Comédie dramatique de Réjean Ducharme, mise en scène de Lorraine Pintal, avec Benoit Landry, Sarah Laurendeau et Louise Marleau. Le texte, adapté du roman éponyme de Réjean Ducharme (chef d'oeuvre de la littérature québecoise publié en 1968) raconte la cavale de Bérénice Einberg, enfant neurasthénique tiraillée entre un père juif distant et une mère catholique qui passe son temps entre sa bouteille de gin et ses aquariums.
Il y a aussi son frère Christian avec qui elle a construit un monde fantasmagorique et entretient une relation faite d'amour et de haine.
Bien sûr, il faut passer l'obstacle de ce texte non spécifiquement destiné au théâtre donc très littéraire et rentrer dans la poésie singulière de Réjean Ducharme.
Celui-ci tarabuste la langue, la lie et la délie pour en faire un matériau étincelant, poli comme un diamant et changeant comme un kaléidoscope.

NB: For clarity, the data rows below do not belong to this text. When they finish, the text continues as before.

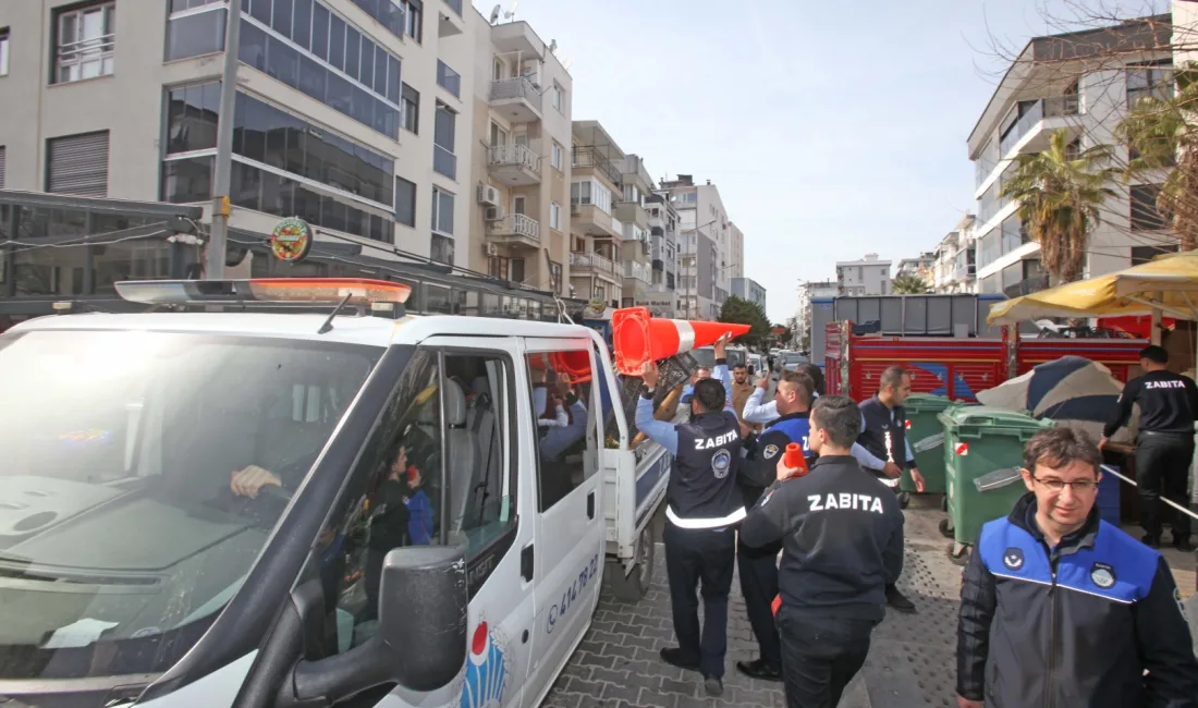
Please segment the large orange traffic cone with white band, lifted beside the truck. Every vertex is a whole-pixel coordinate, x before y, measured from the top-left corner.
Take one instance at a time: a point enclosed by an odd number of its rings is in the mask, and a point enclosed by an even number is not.
[[[648,308],[623,308],[611,314],[611,341],[616,370],[640,376],[645,362],[657,362],[676,353],[715,344],[725,333],[740,337],[749,325],[665,320],[649,315]]]

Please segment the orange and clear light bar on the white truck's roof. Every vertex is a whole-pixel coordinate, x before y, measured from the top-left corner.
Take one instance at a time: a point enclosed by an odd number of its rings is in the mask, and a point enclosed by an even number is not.
[[[129,302],[187,304],[271,302],[337,304],[404,304],[412,289],[403,283],[368,278],[252,278],[248,280],[125,280],[116,292]]]

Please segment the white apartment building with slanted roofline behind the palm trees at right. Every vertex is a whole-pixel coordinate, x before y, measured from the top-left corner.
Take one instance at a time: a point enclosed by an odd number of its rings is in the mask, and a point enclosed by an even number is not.
[[[1043,151],[1055,131],[1066,131],[1071,150],[1115,143],[1115,128],[1143,96],[1172,92],[1169,16],[1117,26],[1035,37],[1008,69],[969,134],[976,205],[976,278],[982,294],[1025,295],[1048,286],[1040,244],[1031,242],[1018,205],[1002,196],[1004,180],[1021,155]],[[1061,61],[1069,56],[1069,61]],[[1127,150],[1114,146],[1115,164]],[[1156,253],[1167,238],[1156,210],[1164,175],[1129,186],[1115,195],[1091,231],[1084,277],[1130,266]]]

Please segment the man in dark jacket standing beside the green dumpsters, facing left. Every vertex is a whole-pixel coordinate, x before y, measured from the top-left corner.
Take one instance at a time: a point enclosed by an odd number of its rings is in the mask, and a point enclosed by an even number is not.
[[[915,467],[915,454],[907,443],[907,411],[902,407],[910,395],[910,374],[902,367],[889,367],[882,373],[878,393],[861,401],[861,435],[858,443],[866,455],[855,455],[863,467],[873,472],[897,494],[902,468],[910,470],[915,489],[924,491],[924,477]],[[900,612],[915,612],[912,603],[898,592],[897,577],[887,581],[887,604]]]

Si l'on y est sensible, on peut être sûr alors de vivre un moment rare.
C'est échevelé et saccadé comme une course de haies, emmené par l'étonnnante Sarah Laurendeau qui porte, aux côtés de Louise Marleau et Benoît Landry, impeccables, la majeure partie du texte sur ses épaules.
Marathonienne d'exception, la comédienne ne laisse entrevoir aucune faiblesse dans un texte fleuve où les mots sortent en cascade et dévalent en flots. Un univers où elle s'embarque de tout son corps et de toute son âme, donnant sens à la moindre phrase.
La mise en scène de Lorraine Pintal, devant un superbe travail au décor de Charles Binamé dont l'illustration colle parfaitement à le poésie de Ducharme, mêle la musique envoyée en direct sur scène par Benoît Landry aux envolées de Bérénice. On y entend aussi Robert Charlebois.
Tout cela confère un charme singulier à "L'Avalée des avalés" qui charrie en permanence de l'émotion à la ronde. C'est fiévreux, dense et profondément poétique ; fou et flamboyant.
Une expérience à vivre pour un texte et une comédienne absolument exceptionnels.